Tomorrow I am traveling to the Eleventh Hour Rescue in Randolph New Jersey to meet this Shepherd. I've been told she's "WONDERFUL," but shy! I believe these people may mistake a Shepherd's "aloof personality," and deem it "shyness." How can I make this distinction? It's been many years, since I did an assessment. Please advise me how to make the best assessment I can.

This pup is approximately 10 months old and just arrived at the shelter last night Wednesday September 29, 2010. I was supposed to have gone there today, but due to the severe weather conditions, I postponed the meeting until tomorrow Friday October 1, 2010. I've asked a multitude of questions, and thanks to the generosity of our members I am armed with information to ask the Rescue. I am upset because she just arrived at the kennel last night at 10:00 p.m. I am aware this is hardly time for her to settle in and relax.


----------



## TitonsDad (Nov 9, 2009)

Are you adopting her or fostering her? I would LOVE to have her as she's gorgeous.


----------



## onyx'girl (May 18, 2007)

She won't show her true personality for several weeks so what you see now, isn't who she is. If you are up to working with her or fostering after about 6 weeks she'll let you know who she really is. I would adopt her if I thought I could handle any situation that arose and get into classes soon. I wish you luck, she is very pretty! Her pic makes her look happy go lucky!


----------



## GrayWolf (Feb 19, 2006)

Adopting


----------



## TitonsDad (Nov 9, 2009)

GrayWolf said:


> Adopting


:happyboogie:


----------



## JakodaCD OA (May 14, 2000)

I think if you've had gsd's prior, and from what I've read by your postings, you are not gsd "dumb" ) I think, you'll know whether it's aloofness or shyness, fearfulness..
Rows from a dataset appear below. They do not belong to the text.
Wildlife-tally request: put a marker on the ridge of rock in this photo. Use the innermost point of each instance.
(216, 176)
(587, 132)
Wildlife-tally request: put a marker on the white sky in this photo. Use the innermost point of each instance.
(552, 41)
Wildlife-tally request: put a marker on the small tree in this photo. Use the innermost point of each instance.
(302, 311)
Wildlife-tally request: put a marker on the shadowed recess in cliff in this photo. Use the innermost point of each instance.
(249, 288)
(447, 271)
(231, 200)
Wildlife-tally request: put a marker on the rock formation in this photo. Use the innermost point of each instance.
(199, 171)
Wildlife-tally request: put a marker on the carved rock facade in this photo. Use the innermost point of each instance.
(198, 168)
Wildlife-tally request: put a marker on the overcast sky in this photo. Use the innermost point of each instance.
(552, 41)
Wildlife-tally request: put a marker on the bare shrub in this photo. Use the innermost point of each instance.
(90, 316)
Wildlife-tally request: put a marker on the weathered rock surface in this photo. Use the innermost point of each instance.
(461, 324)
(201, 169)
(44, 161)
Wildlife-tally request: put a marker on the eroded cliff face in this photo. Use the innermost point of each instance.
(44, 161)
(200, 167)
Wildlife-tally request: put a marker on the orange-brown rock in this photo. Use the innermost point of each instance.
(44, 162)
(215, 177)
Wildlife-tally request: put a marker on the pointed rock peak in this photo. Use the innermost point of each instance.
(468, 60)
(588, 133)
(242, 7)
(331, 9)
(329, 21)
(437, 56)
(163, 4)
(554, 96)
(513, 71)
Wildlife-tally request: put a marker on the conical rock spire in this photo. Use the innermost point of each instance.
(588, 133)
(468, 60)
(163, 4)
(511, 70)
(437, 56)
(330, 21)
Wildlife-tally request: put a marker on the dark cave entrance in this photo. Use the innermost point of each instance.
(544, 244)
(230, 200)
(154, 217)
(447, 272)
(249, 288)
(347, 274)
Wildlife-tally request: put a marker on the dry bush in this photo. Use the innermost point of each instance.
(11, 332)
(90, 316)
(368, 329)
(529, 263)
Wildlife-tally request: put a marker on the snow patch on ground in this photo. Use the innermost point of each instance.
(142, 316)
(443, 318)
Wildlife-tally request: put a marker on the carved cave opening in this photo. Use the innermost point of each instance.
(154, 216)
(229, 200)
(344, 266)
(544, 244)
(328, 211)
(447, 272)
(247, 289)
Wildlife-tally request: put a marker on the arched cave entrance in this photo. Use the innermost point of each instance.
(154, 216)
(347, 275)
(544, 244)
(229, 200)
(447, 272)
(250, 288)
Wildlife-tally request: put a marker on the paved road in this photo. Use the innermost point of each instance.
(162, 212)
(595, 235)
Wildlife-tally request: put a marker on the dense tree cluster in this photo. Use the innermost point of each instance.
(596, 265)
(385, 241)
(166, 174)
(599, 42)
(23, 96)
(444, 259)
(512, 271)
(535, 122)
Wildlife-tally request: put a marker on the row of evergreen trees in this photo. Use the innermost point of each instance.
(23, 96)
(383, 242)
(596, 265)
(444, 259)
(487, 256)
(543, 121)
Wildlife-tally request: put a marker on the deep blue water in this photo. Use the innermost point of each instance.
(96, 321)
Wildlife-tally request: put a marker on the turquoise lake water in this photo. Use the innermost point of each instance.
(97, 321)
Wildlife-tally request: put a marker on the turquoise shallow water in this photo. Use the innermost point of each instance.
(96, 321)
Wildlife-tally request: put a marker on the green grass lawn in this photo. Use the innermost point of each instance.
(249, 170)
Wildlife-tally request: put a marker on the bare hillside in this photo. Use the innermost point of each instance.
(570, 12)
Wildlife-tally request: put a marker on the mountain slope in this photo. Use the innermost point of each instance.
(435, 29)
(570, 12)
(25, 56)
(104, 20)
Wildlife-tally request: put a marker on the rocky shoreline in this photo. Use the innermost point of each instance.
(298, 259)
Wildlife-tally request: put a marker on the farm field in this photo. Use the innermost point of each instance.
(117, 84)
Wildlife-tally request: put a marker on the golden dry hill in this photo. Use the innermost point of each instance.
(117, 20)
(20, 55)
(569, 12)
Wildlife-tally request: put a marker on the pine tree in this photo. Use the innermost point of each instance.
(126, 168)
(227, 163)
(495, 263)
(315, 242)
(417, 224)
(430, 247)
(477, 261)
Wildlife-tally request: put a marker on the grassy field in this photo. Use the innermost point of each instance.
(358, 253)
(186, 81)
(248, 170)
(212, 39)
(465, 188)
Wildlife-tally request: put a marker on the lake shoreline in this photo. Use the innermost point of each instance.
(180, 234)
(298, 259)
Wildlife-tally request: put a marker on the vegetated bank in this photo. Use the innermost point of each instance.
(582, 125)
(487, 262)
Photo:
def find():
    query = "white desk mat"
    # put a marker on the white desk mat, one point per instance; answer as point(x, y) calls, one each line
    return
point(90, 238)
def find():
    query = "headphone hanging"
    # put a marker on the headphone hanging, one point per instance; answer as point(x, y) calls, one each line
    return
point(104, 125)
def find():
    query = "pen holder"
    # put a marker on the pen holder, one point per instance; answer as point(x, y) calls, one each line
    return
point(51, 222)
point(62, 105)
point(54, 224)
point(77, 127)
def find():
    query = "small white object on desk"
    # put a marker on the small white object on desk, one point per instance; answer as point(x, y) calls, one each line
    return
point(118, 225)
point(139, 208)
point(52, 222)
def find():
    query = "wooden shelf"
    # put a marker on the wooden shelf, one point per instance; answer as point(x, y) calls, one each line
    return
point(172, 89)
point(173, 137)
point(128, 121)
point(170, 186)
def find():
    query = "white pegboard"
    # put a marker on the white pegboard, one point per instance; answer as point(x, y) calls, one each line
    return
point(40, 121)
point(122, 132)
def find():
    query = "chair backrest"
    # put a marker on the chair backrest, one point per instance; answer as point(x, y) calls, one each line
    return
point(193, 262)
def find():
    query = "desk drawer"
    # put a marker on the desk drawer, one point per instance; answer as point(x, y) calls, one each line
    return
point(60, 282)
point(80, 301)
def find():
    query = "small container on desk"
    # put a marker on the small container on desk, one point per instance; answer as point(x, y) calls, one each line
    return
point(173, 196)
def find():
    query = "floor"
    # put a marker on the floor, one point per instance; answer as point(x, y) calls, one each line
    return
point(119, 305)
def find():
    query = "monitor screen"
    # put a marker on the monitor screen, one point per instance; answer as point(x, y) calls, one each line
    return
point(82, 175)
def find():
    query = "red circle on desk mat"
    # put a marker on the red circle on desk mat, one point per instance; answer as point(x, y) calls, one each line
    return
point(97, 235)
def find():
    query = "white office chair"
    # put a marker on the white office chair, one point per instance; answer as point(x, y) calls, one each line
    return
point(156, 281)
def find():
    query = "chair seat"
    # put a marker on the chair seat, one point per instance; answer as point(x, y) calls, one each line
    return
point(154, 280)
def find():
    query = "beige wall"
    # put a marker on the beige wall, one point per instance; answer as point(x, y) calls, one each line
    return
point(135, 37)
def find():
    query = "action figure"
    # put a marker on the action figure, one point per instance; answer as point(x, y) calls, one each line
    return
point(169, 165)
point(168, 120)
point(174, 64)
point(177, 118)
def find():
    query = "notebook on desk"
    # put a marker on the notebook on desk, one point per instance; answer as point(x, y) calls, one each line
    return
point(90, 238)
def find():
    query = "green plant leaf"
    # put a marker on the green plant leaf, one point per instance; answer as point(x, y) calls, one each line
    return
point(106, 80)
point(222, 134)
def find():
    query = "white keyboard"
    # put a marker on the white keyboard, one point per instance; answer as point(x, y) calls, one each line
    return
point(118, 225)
For me, if I walked into the room, or was sitting whatever, if the dog came in and was in total avoidance of me, nervous, etc, than I would chalk that up to anything but aloof and honestly, if it's not something you want to deal with, I'd pass. 

Are you meeting her on familiar territory for her? that might make all the difference in her 'comfort' zone. 

Really, I think you'll know how to peg her when you meet her. GOOD LUCK, let us know how it goes!


----------



## Jax08 (Feb 13, 2009)

Yay!!! Congratulations!


----------



## JakodaCD OA (May 14, 2000)

and I also don't disagree with Jane, however, from my experience, if the dog is friendly, happy, social, your going to see it pretty quickly.


----------



## onyx'girl (May 18, 2007)

Well if she just came into the shelter, she may act very timid/shy. 
It is all neutral territory at this point for her.
I fostered a dog that was tail tucked/ timid in the beginning but blossomed once he felt confident in his surroundings. It took about a month for him to really know we were his friends and not going to harm him. But he formed a strong bond once he had trust.
Poor dogs what they go thru due to humans.


----------



## GrayWolf (Feb 19, 2006)

She arrived on the transport last night Thursday September 29,2010. It'll be about 30 hours in a kennel enviornment until I meet her tommorow.


----------



## Lilie (Feb 3, 2010)

Oh my! She looks just like my very first GSD! Fingers crossed for Friday!


----------



## JakodaCD OA (May 14, 2000)

well I would definately take that kennel situation and transport into consideration.

If you like her, and are willing to give it a try, would they let you take her on a trial basis?? That would be your best bet if you can't get a feel for things when you meet her and are willing to give her a shot.


----------



## vat (Jul 23, 2010)

She is beautiful, good luck on your meeting. Keep us posted.


----------